Call to cut excise duty as Irish pay more for booze

Ireland has highest wine excise in EU and second highest for beer, report shows

The excise duty on beer in Ireland is 1,000 times that of Germany, Spain or Luxembourg and is the second highest in the European Union, according to a new report.

The study also shows the country has the second highest excise duty on alcohol overall, behind Finland.

Excise duty is a specific tax levied per unit of alcohol in a drink.
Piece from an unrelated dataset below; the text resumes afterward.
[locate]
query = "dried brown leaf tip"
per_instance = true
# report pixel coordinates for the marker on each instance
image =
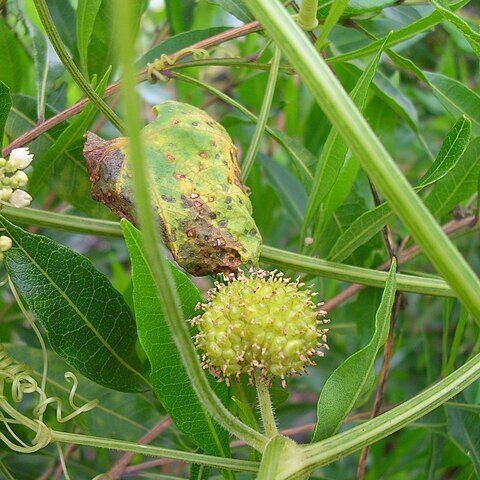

According to the new research commissioned by the Drinks Industry Group of Ireland (DIGI), Ireland’s alcohol excise duty is 150 per cent higher than 24 of the other 28 EU member states.

Combined with VAT and retail price, it makes alcohol considerably more expensive here than in most other European countries.


The study shows Ireland also has the highest wine excise in the EU and the third-highest spirits excise, behind Finland and Sweden.

‘Anti-competitive tax’

Maggie Timoney, DIGI chair and the managing director of Heineken Ireland, described excise duty as "an anti-competitive tax" and one that risks the country becoming less attractive to overseas visitors and investors.

“[The] report shows definitively that Ireland’s excise duty rates are punitive and completely out of kilter with our European peers. Ultimately, high levels of excise are a tax on a sector that contributes significantly to the Irish economy in terms of jobs and tourism, particularly in rural Ireland,” Ms Timoney said.

“The industry is a high-growth sector driving investment, innovation and job creation, with nascent distilleries and microbreweries being created which are valuable in terms of exports and tourism. DIGI believes the Government should invest in the drinks and hospitality industry by reducing excise duty, supporting investment and jobs in the domestic economy,” she added.